Friday, November 12, 2010

Agenda Setting

     Agenda setting is how the media agenda will cause the public agenda (aka-media tells everyone else what is important).  Thus, topics that are given much coverage in newspapers and television are the same topics that people think are important issues.  Three related agendas are taken into the discussion of agenda setting:
1) Media agenda-  topics given by media sources.
2) Public agenda- the set of topics that the members of the public deem are important.
3) Policy agenda- issues that decision makers think are salient.
     Miller (2007) argues that these three agendas can be viewed as dependent variables in a causal equation; thus, they are interrelated.

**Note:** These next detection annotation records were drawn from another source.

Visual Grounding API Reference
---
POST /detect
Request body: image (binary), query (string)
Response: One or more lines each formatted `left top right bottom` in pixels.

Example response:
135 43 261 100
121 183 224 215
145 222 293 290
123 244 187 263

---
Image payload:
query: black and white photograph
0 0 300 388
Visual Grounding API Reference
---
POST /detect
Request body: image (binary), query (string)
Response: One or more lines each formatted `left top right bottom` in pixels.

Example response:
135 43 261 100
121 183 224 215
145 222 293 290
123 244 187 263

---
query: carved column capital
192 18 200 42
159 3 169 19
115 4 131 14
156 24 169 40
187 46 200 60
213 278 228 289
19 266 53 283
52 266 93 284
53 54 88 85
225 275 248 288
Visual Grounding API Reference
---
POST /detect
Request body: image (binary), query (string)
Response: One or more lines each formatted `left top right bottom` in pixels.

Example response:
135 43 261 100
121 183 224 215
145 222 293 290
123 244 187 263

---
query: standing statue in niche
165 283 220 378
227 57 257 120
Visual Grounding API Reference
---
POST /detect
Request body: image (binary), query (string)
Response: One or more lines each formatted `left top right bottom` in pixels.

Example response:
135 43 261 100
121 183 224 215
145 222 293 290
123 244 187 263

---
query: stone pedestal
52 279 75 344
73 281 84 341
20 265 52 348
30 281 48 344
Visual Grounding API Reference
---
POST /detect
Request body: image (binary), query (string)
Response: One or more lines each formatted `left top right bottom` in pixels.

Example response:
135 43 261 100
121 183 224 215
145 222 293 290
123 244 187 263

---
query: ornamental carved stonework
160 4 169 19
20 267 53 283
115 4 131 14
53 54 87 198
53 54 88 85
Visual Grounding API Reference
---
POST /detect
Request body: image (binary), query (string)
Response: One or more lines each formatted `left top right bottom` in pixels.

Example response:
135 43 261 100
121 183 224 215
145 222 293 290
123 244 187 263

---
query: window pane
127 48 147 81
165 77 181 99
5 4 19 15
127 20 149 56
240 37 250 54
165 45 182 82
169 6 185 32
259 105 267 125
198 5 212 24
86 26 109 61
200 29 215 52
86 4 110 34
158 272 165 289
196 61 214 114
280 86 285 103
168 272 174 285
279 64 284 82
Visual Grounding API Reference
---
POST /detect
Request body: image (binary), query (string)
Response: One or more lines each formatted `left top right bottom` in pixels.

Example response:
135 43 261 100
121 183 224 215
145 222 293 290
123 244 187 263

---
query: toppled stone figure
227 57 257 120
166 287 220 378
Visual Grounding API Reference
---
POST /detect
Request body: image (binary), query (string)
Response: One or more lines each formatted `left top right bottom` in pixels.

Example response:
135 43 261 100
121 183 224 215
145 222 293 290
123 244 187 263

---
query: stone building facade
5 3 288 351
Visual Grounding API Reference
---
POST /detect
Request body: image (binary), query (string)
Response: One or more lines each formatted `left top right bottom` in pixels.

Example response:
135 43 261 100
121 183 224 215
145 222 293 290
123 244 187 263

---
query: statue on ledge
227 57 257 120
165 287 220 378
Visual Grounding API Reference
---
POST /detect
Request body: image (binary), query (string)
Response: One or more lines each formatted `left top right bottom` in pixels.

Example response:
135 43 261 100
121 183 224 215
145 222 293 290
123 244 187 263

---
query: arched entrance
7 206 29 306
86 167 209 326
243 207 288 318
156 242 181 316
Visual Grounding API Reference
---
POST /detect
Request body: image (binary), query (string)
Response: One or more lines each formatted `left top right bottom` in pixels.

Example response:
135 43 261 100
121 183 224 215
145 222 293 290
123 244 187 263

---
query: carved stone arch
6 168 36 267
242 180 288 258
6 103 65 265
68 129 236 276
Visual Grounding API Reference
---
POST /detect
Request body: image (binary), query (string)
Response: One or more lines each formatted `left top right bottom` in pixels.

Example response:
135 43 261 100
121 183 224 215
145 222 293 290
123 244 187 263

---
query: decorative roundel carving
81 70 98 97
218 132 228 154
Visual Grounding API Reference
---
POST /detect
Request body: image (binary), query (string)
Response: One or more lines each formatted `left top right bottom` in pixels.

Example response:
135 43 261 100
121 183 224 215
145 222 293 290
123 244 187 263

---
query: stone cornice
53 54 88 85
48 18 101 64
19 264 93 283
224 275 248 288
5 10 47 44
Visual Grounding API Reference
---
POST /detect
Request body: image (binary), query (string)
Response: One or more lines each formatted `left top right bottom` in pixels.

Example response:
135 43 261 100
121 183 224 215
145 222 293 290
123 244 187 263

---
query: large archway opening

     Several factors are related to using this theory.  First, is orientation.  This is the combo of interest and uncertainty in an issue.  Secondly, is issue obstrusiveness.  A topic is obstrusive if the audience has had direct contact with the issue.  ( Foreign Policy is nonobstrusive and teenage pregnancy is).  Framing is the last factor this blog will mention and this is when the media emphasizes some issues and downplays others.
     Critiques of this theory include the fact that some scholars do not even look at this like a theory at all; they consider it to be more like a model.  The fact the this theory is simple contributes to it's "fruitfulness" and critiques.
For more information:
Miller, K. (2007). Communication Theories: Perspectives, Processes, and Contexts. McGraw-Hill publishing.